La sorprendente columna persa de Irán escondida en Palermo: el monumento que pocos conocen pero todos miran
En pleno Palermo, una imponente columna persa de 19 metros —réplica de las de Persépolis— sorprende a quienes descubren su historia: un regalo del Sha de Persia en 1965 que tardó más de una década en erigirse y que hoy guarda fragmentos auténticos de la antigua capital del Imperio Persa.

En el corazón verde de Palermo, entre el ir y venir de runners, turistas y familias, se esconde uno de los secretos arquitectónicos más llamativos de Buenos Aires: una columna persa de 19 metros, réplica de las que sostenían el imponente Palacio de Ciro II el Grande en Persépolis, la capital del Imperio Persa hacia el 550 a.C. Pese a su majestuosidad, miles pasan cada día sin saber que se trata de un fragmento simbólico de la antigua Persia en plena Ciudad de Buenos Aires.
¿Dónde está exactamente esta joya histórica?
La columna se encuentra en la Plaza República Islámica de Irán, en pleno Bosques de Palermo, sobre la avenida Figueroa Alcorta, entre Sarmiento y Casares, rodeada de altas palmeras que enmarcan su silueta blanca y poderosa.
Este espacio verde funciona casi como un museo a cielo abierto: entre su vegetación se levanta esta columna solemne coronada por dos grandes cabezas de buey, símbolos ancestrales de fuerza en la cultura persa.

Un regalo real: cómo la columna llegó a Buenos Aires
La historia de la columna persa está marcada por la diplomacia, el lujo y la política internacional. Fue donada en 1965 por el último Sha de Persia, Mohamed Reza Pahlevi, durante su visita oficial a la Argentina, como gesto de amistad entre ambos países. El sha llegó acompañado por su esposa, la emperatriz Farah Diba, y se alojó en el histórico Plaza Hotel, en medio de un operativo de hospitalidad que fue ampliamente registrado por la prensa de la época.
Sin embargo, aunque la donación ocurrió en 1965, la columna no se erigió en Buenos Aires hasta 1978. Aquella demora tuvo que ver con su compleja construcción: la obra llegó en seis contenedores, enviados desde Medio Oriente, con piezas que debían ensamblarse cuidadosamente.

Cómo fue su armado: cemento porteño y piedra de Persépolis
La Dirección de Paseos de la entonces Municipalidad de Buenos Aires entregó los contenedores a la empresa constructora en diciembre de 1978. Allí comenzó el meticuloso trabajo: se realizaron moldes para reconstruir la columna cónica, dividida en segmentos, que luego fueron rellenados con una mezcla de cemento y piedra molida traída de las ruinas mismas de Persépolis.
Es decir, la columna porteña no solo replica la forma original: también incorpora material auténtico de la antigua capital persa, destruida en 330 a.C. por Alejandro Magno.
Finalmente, la obra quedó montada en 1979, irónicamente pocos meses después de la caída del propio Sha, derrocado por la Revolución Islámica.
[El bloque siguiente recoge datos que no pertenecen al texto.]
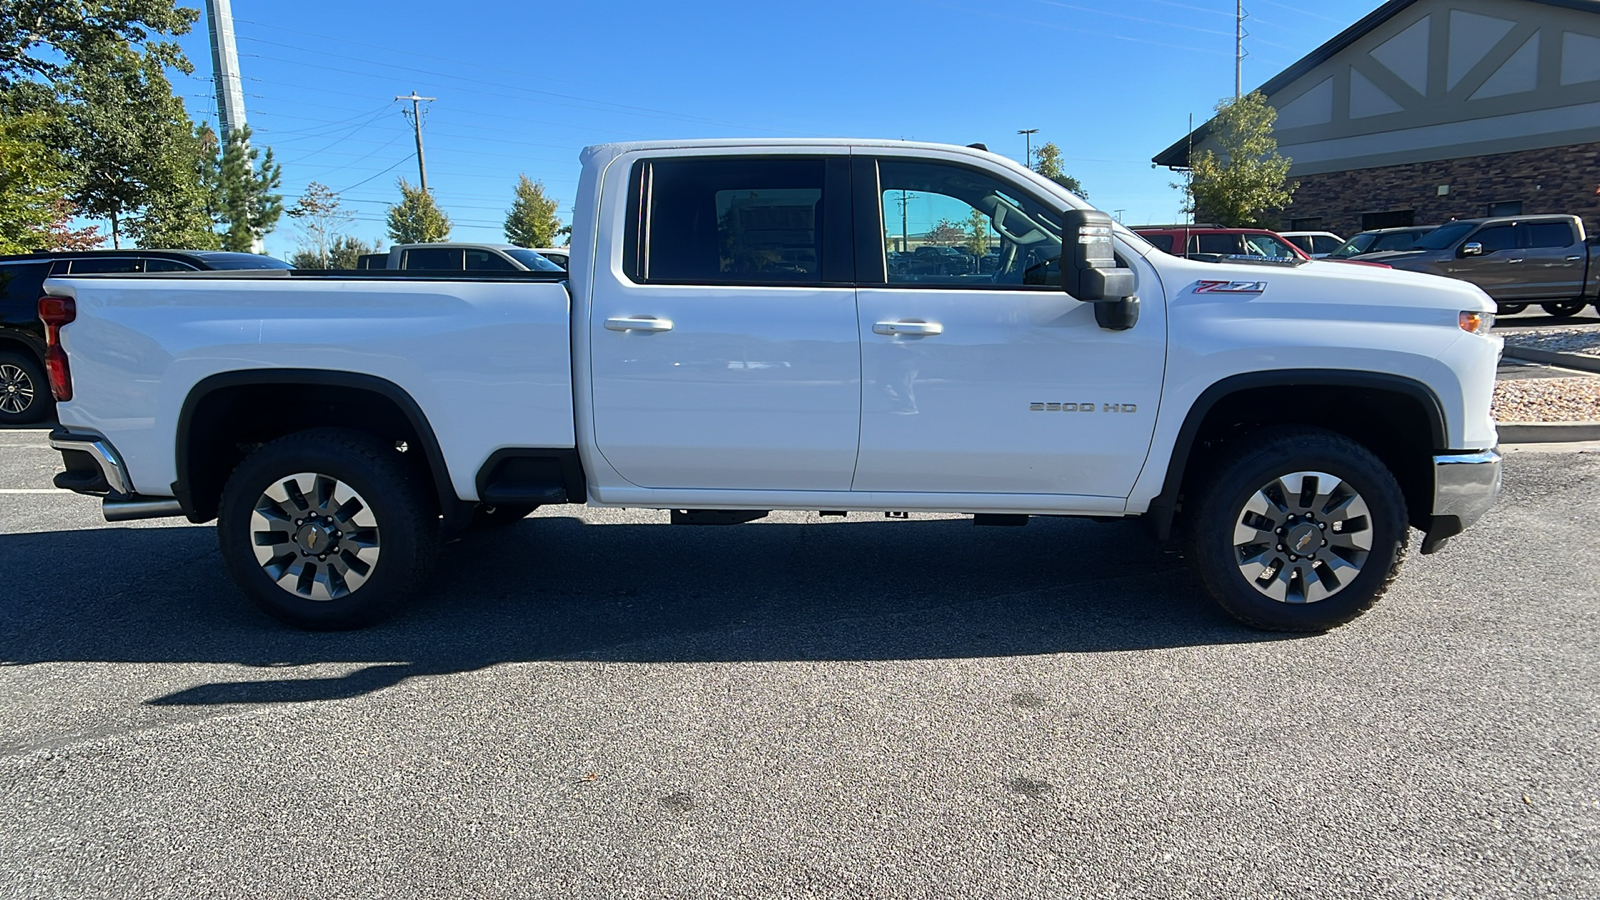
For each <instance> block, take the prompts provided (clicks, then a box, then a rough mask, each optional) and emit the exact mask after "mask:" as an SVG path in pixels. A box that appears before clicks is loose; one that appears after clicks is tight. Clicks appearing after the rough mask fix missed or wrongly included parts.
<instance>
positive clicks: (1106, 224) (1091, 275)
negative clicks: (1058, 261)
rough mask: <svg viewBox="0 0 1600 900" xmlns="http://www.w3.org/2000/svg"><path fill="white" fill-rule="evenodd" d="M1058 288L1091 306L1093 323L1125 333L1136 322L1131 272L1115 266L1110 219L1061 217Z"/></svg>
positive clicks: (1103, 215)
mask: <svg viewBox="0 0 1600 900" xmlns="http://www.w3.org/2000/svg"><path fill="white" fill-rule="evenodd" d="M1061 224H1062V229H1061V234H1062V237H1064V240H1062V242H1061V287H1062V288H1064V290H1066V291H1067V293H1070V295H1072V296H1074V298H1077V299H1080V301H1083V303H1093V304H1094V322H1098V323H1099V327H1101V328H1106V330H1109V331H1126V330H1128V328H1133V325H1134V323H1136V322H1138V320H1139V298H1138V296H1133V288H1134V279H1133V269H1122V267H1118V266H1117V251H1115V245H1114V243H1112V239H1110V234H1112V219H1110V216H1109V215H1106V213H1102V211H1099V210H1067V211H1066V213H1064V215H1062V216H1061Z"/></svg>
Buenos Aires inauguraba el monumento mientras Irán dejaba atrás el reinado de Pahlevi para transformarse en la República Islámica.
Los detalles que la vuelven única
El remate de la columna es uno de sus aspectos más distintivos: dos bueyes enfrentados miran hacia lados opuestos, tal como en las columnas originales de Persépolis. En la arquitectura aqueménida, estas figuras servían como apoyo para las vigas de madera —de ébano o cedro— que sostenían los techos de la Apadana, la Sala de Audiencias del palacio.
Esta réplica porteña conserva ese simbolismo: fuerza, estabilidad y grandeza imperial.

Un monumento ignorado... hasta hoy
Pese a su escala monumental, la columna suele pasar inadvertida. Queda en medio del circuito recreativo de los Bosques de Palermo, donde muchos no reparan en su historia milenaria. Sin embargo, es una de las piezas patrimoniales más singulares de la Ciudad, un recordatorio de cómo los gestos diplomáticos pueden dejar huellas culturales inesperadas.
Además, a solo metros de la columna, otro detalle conecta aún más a la plaza con Medio Oriente: un León Persa de cerámicos babilonios, obra del artista ítalo-argentino Blas Salvador Gurrieri, que completa el pequeño rincón persa del barrio.
Un viaje a Persia sin salir de Buenos Aires
La columna persa de Palermo es mucho más que un monumento decorativo: es un puente entre culturas, una cápsula del tiempo de un imperio lejano y un testimonio vivo de la historia diplomática entre Argentina e Irán.
La próxima vez que camines por Figueroa Alcorta, levantá la vista: esa columna que parece salida de otro mundo realmente lo está.